La hija de María fue tras el esposo al bando Templario. Cuando María quedó viuda –hace semanas–, la hija regresó para echarla de la casa familiar. El esposo y un grupo de encapuchados Templa-rios obligaron a María a firmar las escrituras de la casa familiar. La dejaron en la calle.

El otro hijo de María, un joven enlistado en las “autodefensas”, es un feroz combatiente contra los Templarios. Tiene la esperanza de ser policía y de recuperar la casa familiar. No le importa morir en defensa de lo que queda de su familia. La desnudez de la autodefensa.

El drama social que viven miles de michoacanos, resultado del secuestro y robo de propiedades, lo exhibió el reportero Rodolfo Montes, de Milenio, quien también en Tancítaro revela el momento en que líderes de “autodefensas” regresaron a sus dueños originales ranchos, casas, te-rrenos y todo tipo de propiedades arrebatadas por los templarios. La justicia por mano propia. 

La otra cara la presentó casi toda la prensa –en especial El Universal–, al exhibir imágenes de casas abandonadas por los Templarios, en las que destaca el lujo ramplón, el mal gusto, la ostentación y la vida de “nuevos ricos” de los criminales. Aparecen albercas, caballerizas, adoratorios, culto al dinero y ropa, zapatos y perfumes de marcas como Louis Vuitton, Gucci, Chanel, Burberry, además de joyas Cartier. Riqueza producto del crimen.

El drama económico lo reportó Alejandro Sánchez, de La Razón, quien revela que debido al control de Los Templarios en Apatzingán y otros municipios controlados por los criminales la inflación se elevó hasta en 100%, además que el desabasto es cosa diaria. Cuando hay productos, los habitantes pagan 20 pesos por unas galletas que cuestan ocho pesos; pagan más de 20 pesos por un kilo de tortillas, en tanto que el kilo de carne cuesta casi 200 pesos.

En los municipios en poder Templario se vive una economía de guerra; los criminales decretaron un impuesto al kilo de limón cosechado, a la caja de aguacates levantada, al kilo de carne que sale de los ranchos.

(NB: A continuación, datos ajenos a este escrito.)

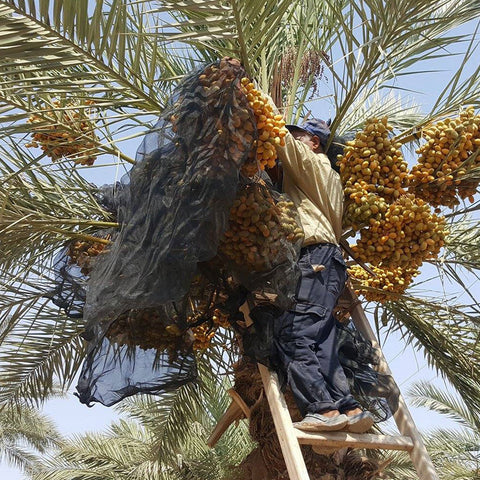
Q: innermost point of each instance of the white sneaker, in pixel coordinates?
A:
(315, 422)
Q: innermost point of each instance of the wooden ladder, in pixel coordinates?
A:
(291, 438)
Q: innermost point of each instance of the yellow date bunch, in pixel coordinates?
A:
(235, 131)
(450, 152)
(204, 333)
(145, 328)
(270, 130)
(83, 252)
(363, 206)
(389, 283)
(374, 159)
(261, 231)
(407, 235)
(66, 131)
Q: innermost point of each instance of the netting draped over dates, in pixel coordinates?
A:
(263, 241)
(174, 204)
(172, 208)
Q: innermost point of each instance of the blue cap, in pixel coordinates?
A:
(314, 126)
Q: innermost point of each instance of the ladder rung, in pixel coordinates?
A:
(357, 440)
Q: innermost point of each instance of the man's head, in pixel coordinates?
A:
(315, 133)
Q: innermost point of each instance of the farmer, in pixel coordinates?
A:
(305, 348)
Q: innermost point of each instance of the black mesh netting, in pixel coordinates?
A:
(159, 290)
(377, 392)
(263, 241)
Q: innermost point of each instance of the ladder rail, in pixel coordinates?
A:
(291, 439)
(404, 420)
(292, 454)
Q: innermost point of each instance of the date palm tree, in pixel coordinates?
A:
(101, 72)
(24, 435)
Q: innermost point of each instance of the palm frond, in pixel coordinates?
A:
(378, 41)
(427, 395)
(40, 346)
(24, 433)
(447, 335)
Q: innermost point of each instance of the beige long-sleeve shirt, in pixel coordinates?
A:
(316, 190)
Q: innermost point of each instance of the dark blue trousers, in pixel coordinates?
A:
(305, 346)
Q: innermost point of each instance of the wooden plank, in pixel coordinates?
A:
(283, 425)
(233, 413)
(419, 455)
(355, 440)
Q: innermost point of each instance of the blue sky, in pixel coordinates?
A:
(407, 366)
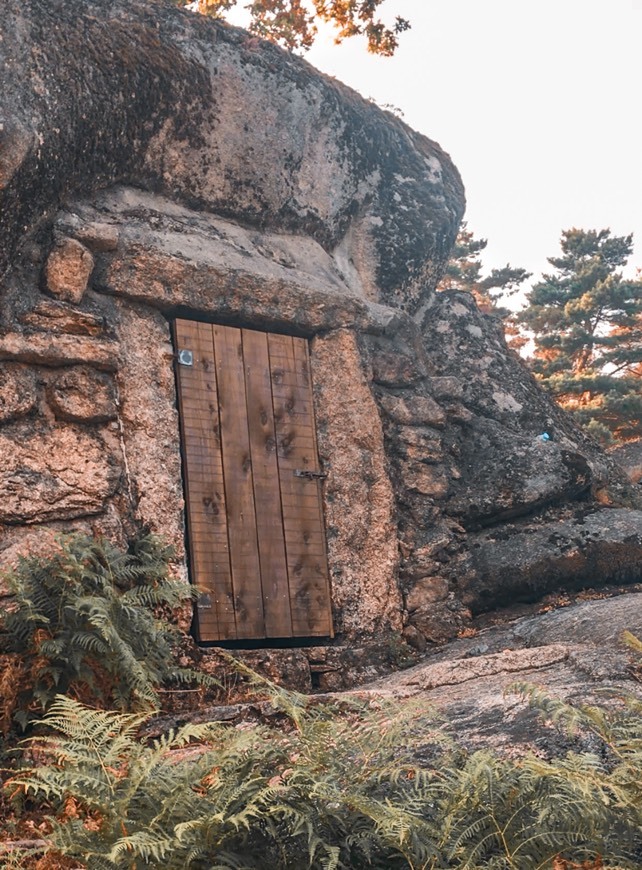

El pueblo se alzó en armas cuando los Templarios pretendieron cobrar un impuesto adicional por metro cuadrado de las propiedades. Un estado dentro del Estado. 

El drama religioso lo reportó Marcos Muedano, de El Universal, en entrevista con el párroco católico de Apatzingán, Gregorio López, quien oficia enfundado en un chaleco antibalas. El párroco –igual que buena parte de la jerarquía católica de esa entidad–, desconfía del nuevo operativo federal y dice, sin titubeos: “Le beso los pies al presidente Peña Nieto”, si detiene a Nazario Moreno González (El Chayo), a Servando Gómez Martínez (La Tuta) y a otros líderes Templarios.

Lo cierto es que –similar a lo ocurrido en el alzamiento en Chiapas–, la iglesia católica ha jugado un papel fundamental en la construcción de la respuesta social ante el clima de violencia que agobia a Michoacán. Buena parte de la jerarquía michoacana, y los sacerdotes de a pie, fueron el cemento que unificó a los ciudadanos, los empresarios y hasta a los michoacanos que viven en Estados Unidos para hacer posibles a las autodefensas. Y de todos esos sectores viene el dinero para el movimiento que recupera Michoacán.

Y el drama político está a la vista de todos; crisis de goberna-bilidad que viene desde hace dé-cadas; de la que son responsables lo mismo el PRI, que el PRD y el PAN, que ha enriquecido a políticos y sobornado a gobiernos. Y el triste papel de un gobernador como Fausto Vallejo, que no gobierna y al que deben imponer un gobernador de facto. 

Lo curioso es que ante la culpa por el origen de la crisis, y ante los palos de ciego de todos los gobiernos, buena parte del Estado calla. Por eso la sociedad tomó la justicia en sus manos. Sin la sociedad, ni Peña ni nadie hubiese entrado a Michoacán. Al tiempo.